In the great tradition of his time with Count Ossie, four new grounation furies — hypnotic, thunderous, urgent, mystical — with dubwise repeta, funde and bass drums embedding the Light Of Saba veteran’s gorgeous trombone classicism.
The opener is a rocking kumina rhythm, with ring-the-alarm metal percussion and exhortatory brass; Free The People swirls some apocalyptic reasoning into the foggy, thumping mix. Universe In Crisis is another emergency call, chuffing headlong down the grooves… before the beautiful, anthemic Chant takes a step back from the fire, closing with a sense of thankful, spiritual reconciliation, the expert drumming and lyrical bone-work in full effect.
Two no-flim-flam, cross-border, dub-wise stompers — paired with masterful versions — from the veteran, Kingston-based unit led by the trombonist of Count Ossie’s Mystic Revelation Of Rastafari and The Light Of Saba.
Full, bone-heavy horns, swirling organ and rocking nyabinghi drumming; and with a storming dub.
Like a dream, but authoritatively, this remix from Jamaica magnificently crosses the Afrobeat of Fela Kuti with the grounation reggae tradition of Count Ossie.

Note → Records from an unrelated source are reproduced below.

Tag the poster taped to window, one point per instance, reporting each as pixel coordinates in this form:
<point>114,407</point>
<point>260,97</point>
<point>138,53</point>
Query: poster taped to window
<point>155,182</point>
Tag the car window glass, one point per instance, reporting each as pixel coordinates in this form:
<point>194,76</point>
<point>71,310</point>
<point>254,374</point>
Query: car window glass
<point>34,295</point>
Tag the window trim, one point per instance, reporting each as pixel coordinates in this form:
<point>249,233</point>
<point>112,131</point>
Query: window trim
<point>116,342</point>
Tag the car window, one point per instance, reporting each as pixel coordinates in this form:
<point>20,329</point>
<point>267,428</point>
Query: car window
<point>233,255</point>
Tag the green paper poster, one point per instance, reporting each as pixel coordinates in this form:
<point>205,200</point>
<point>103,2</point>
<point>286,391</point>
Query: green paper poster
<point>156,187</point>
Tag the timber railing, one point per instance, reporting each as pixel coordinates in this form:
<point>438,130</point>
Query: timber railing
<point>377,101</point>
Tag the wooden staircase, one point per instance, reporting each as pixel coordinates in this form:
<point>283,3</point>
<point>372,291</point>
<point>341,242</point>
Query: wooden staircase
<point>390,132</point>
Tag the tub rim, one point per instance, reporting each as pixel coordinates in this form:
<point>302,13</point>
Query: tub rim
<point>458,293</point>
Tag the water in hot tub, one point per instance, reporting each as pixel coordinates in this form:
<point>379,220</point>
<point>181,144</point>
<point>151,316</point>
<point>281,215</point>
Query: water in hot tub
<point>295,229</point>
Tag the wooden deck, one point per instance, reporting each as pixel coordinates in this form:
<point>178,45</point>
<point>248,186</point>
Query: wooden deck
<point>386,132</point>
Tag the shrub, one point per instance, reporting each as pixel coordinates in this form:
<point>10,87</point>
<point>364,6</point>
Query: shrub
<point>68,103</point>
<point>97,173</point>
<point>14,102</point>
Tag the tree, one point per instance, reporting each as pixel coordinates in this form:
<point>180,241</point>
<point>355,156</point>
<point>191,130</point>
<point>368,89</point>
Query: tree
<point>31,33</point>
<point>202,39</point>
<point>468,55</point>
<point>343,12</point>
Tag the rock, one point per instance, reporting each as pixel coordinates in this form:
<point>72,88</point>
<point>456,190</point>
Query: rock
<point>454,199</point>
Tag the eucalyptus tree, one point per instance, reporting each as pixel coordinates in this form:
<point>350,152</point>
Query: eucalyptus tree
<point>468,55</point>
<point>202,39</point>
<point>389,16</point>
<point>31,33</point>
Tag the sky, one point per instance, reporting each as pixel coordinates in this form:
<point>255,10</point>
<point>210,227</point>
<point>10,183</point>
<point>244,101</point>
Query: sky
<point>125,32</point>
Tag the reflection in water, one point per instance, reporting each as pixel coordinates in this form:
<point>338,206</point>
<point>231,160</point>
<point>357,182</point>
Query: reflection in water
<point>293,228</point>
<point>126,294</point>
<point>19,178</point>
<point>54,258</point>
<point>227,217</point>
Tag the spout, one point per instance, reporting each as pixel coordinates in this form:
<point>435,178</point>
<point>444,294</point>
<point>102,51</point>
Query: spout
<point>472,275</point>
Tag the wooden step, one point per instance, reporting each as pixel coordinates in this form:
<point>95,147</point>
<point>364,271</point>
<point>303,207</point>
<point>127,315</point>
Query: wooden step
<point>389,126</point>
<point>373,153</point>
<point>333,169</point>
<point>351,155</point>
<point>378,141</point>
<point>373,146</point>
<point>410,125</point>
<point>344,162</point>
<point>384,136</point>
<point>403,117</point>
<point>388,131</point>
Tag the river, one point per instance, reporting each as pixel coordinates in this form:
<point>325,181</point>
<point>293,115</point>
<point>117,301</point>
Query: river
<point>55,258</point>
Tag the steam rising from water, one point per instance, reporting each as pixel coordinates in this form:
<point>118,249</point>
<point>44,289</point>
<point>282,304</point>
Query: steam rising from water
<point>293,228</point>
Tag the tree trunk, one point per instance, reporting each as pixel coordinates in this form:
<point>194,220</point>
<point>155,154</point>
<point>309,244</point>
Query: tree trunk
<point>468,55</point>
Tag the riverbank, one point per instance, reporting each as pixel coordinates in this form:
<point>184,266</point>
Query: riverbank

This started out a couple of years ago as a grounation drumming session above the old headquarters of the Mystic Revelation Of Rastafari, in Wareika Hill, Kingston, JA. Four funde, a repeta and a bass drum. Back in London, contributing flute and guitar, Kenrick Diggory unbottled the deep rootical psychedelia and sheer awe of Hunting — the Keith-Hudson-versus-Count-Ossie wonder of the world — and Tapes added electronics, a shot of Drum Song… and a giddily intense binghi dub.